While legalization is the buzz word that always draws media attention – and virulent US protests – Latin America is leading the way today in considering a whole range of alternative policy options. It is beginning to focus on drug use as a public health issue, and not a crime, through judicial rulings and legislation, following in the footsteps of Western Europe in the past two decades. Several countries have already introduced decriminalization of possession of small amounts of drugs, mainly marijuana, and are proposing lighter sentences for minor trafficking offenses.
In Argentina, for instance, the Supreme Court ruled in 2009 that it is unconstitutional to punish someone for possessing drugs for personal consumption. Mexico decriminalized personal use that same year, although only for minute quantities.
Colombia’s Constitutional Court in June upheld an earlier law that decriminalized personal consumption of marijuana and cocaine, while lawmakers in Brazil are debating whether to make possessing small quantities a noncriminal offense as well.
The moves mark a swing back from harsher sentences and an escalation of the war on drugs that have been a hallmark of US influence in the region since the 1980s, according to Martin Jelsma, a drug policy expert at the Transnational Institute in the Netherlands.
Bolivia’s changes have been dramatic in their own way. On a recent morning, the Chapare, a New Hampshire-size province in the middle of the country, lies under a heavy mist. Wooden houses propped up on stilts sit among plots of banana trees.
Women in bright velvet skirts and brimmed hats, characteristic of the area’s Quechua Indians, shop at local markets. Chickens scour dirt yards and dogs wander the roads. It’s a peaceful tableau.
Yet the quietude has only come here recently, residents say. Rosa Montaño, who migrated to the Chapare as a young woman, still farms her legally allotted coca field, called a cato, which helps her maintain her home, a small unpainted wooden room. She lives there with her daughter, Irma Cornejo, who grew up in the height of the coca grower conflict, and her grandchildren. Both say dramatic changes have occurred since Bolivian rural police units, backed by the US, stopped coming in and forcing the eradication of coca.

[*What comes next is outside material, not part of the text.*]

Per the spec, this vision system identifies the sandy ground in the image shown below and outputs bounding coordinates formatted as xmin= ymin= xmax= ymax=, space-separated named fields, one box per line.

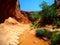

“They brought my brother here and beat him,” Ms. Cornejo says. “Now that doesn’t happen…. It’s calmer now. The kids don’t see those beatings that I’ve seen; and the abuse, it isn’t here anymore.”
Under the current system, the responsibility for inspecting the size of the coca crops lies with the coca-growing unions and a government-monitoring body. It includes satellite surveillance. The Bolivians are backed in the program, called “social control,” with funding from the European Union.